Jesus turns the whole authority issue completely on its head by forbidding the leadership in the church from exercising authority over the sheep. Instead of exercising authority, true leaders are to exercise a sacrificial servant heart.
How is authority that resides in the Word to be exercised? We have received authority to employ, exercise and use our own gift for the benefit of the body of Christ.
1 Peter 4:10 As each one has received a special gift, employ it in serving one another as good stewards of the manifold grace of God.
1 Peter 4:11 Whoever speaks, is to do so as one who is speaking the utterances of God; whoever serves is to do so as one who is serving by the strength which God supplies; so that in all things God may be glorified through Jesus Christ, to whom belongs the glory and dominion forever and ever. Amen.
Whoever has been gifted in speaking is to speak as speaking the very utterances or oracles of God. The one who has been gifted to minister or pastor is to serve by the strength and empowering that God supplies. The authority is in the Word of God and the authority a person possesses from the Word is the authority to use their gift for the glory of God. There is nothing in these passages that tells one to take authority over another believer.
The issue of authority in the church is not meant to be authority in the person.
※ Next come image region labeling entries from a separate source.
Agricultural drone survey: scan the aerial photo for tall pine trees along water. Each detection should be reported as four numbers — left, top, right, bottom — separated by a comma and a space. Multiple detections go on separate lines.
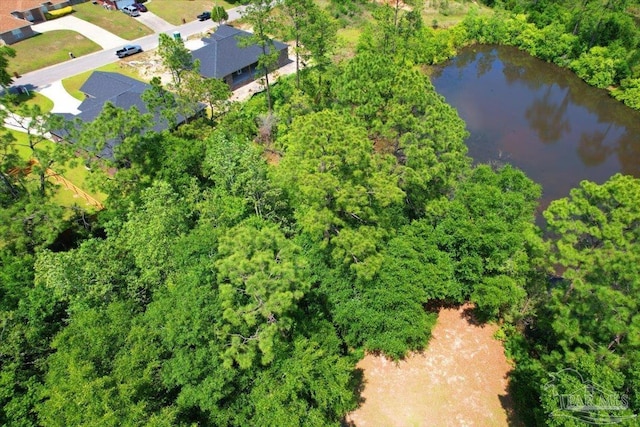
0, 1, 640, 426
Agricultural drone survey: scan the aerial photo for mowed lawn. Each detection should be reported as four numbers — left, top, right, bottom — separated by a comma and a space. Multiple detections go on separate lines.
9, 30, 102, 74
145, 0, 242, 25
11, 131, 107, 211
73, 0, 155, 40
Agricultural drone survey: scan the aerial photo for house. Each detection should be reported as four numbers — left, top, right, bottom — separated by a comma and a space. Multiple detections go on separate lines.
56, 71, 205, 159
192, 25, 290, 89
0, 0, 87, 44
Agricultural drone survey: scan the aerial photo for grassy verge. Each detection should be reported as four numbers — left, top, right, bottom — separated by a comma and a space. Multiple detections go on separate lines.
6, 92, 53, 113
73, 2, 153, 40
62, 62, 148, 101
145, 0, 241, 25
11, 131, 107, 211
9, 30, 101, 74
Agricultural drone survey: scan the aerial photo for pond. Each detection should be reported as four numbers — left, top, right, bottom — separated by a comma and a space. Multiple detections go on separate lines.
432, 46, 640, 209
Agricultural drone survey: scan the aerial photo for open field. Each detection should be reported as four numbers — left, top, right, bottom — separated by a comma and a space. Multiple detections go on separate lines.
9, 30, 101, 74
347, 305, 520, 427
11, 131, 107, 210
73, 2, 153, 40
145, 0, 241, 25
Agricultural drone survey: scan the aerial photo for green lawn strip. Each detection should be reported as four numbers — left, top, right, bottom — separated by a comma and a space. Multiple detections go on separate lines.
73, 2, 153, 40
5, 91, 53, 113
145, 0, 241, 25
10, 131, 107, 210
9, 30, 101, 74
62, 62, 147, 101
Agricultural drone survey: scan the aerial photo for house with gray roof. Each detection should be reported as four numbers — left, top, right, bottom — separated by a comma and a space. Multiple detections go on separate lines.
192, 25, 290, 89
54, 71, 205, 159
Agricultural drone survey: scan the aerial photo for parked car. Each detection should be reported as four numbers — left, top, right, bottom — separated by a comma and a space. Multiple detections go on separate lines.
122, 5, 140, 17
116, 44, 142, 58
196, 12, 211, 21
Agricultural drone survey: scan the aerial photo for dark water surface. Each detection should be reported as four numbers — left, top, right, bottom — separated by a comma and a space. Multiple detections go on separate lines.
431, 46, 640, 208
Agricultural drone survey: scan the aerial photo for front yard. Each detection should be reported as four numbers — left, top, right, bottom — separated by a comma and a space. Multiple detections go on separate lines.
145, 0, 242, 25
11, 131, 107, 211
73, 2, 153, 40
9, 30, 101, 74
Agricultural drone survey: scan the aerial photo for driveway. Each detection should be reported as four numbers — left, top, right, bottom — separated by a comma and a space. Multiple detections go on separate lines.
133, 12, 176, 33
40, 80, 82, 114
31, 15, 129, 49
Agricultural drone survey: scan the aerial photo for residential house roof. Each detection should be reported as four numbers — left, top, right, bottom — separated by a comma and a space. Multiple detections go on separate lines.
0, 0, 67, 33
192, 25, 288, 79
59, 72, 204, 159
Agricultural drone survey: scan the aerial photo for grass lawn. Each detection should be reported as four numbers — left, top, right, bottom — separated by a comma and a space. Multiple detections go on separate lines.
145, 0, 242, 25
10, 30, 101, 74
62, 62, 143, 101
6, 92, 53, 113
73, 2, 153, 40
11, 131, 107, 210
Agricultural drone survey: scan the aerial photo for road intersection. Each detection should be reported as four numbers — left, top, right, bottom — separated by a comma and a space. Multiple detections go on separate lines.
13, 6, 244, 91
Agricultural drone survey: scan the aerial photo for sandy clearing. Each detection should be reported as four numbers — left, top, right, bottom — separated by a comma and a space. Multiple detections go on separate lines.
347, 306, 518, 427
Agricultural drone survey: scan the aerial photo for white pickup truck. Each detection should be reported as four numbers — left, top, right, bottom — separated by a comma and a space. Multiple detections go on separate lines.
116, 44, 142, 58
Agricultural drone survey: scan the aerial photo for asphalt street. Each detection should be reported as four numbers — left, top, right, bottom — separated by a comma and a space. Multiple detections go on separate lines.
13, 6, 244, 90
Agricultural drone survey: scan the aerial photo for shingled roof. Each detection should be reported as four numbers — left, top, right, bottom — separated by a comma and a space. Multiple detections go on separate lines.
192, 25, 288, 79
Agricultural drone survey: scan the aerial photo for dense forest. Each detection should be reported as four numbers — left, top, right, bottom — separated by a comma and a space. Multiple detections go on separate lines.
0, 0, 640, 427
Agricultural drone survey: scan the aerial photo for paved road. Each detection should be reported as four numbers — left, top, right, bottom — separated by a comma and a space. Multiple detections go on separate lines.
133, 12, 174, 33
13, 6, 244, 90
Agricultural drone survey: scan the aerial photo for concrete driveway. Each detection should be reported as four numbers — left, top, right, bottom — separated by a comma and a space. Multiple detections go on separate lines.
133, 12, 176, 33
40, 80, 82, 114
31, 15, 129, 49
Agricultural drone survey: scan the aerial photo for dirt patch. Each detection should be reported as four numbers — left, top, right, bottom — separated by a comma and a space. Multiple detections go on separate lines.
346, 306, 519, 427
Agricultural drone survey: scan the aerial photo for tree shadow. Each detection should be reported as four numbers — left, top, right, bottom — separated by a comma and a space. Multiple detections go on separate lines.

The authority is to be in the Word of God which gives us authority to use our gifts.
Because authority is not exercised over another believer, the body of Christ is now free to exercise their obligation to test all things and to hold fast to what is good. 1 Thess. 5:21
The pulpit doesn’t give one the authorization to give out authoritative proclamations – God’s word does. God’s gifts are not hindered nor does the authority lie in the hand of man. No human authority can remove a person’s God-given gift or their ability to use that gift for the glory of God.
The Baptist Press quotes Carolyn Hale Cubbedge:
“We answer to a higher power, a higher authority than the local association … and I think God will hold us responsible for how we face our opponents, and how we represent the God we say is calling us.”
Men and women of God are authorized to give out the message of the Gospel and to bring Jesus glory by ministering in his name. It is time that we set aside the issue of man-made authority and its focus on the pulpit and instead turn away from the world’s system to see authority God’s way.
I like the way that Anne Graham Lotz ministers in her gift as an evangelist. She takes the authority God has given her to speak forth the oracles of God by saying “Just give me Jesus”. The podium she stands behind is in the shape of a cross with a small holder for her notes.
It symbolizes the power of the cross and the authority of the message. It is time that we come back to the way of the Master by seeing the authority in the message and in the Giver of the gifts.
When we see authority God’s way, we will never again take authority upon ourselves to stop a woman from using the gift and the authority that God has given her to speak forth the Word of God.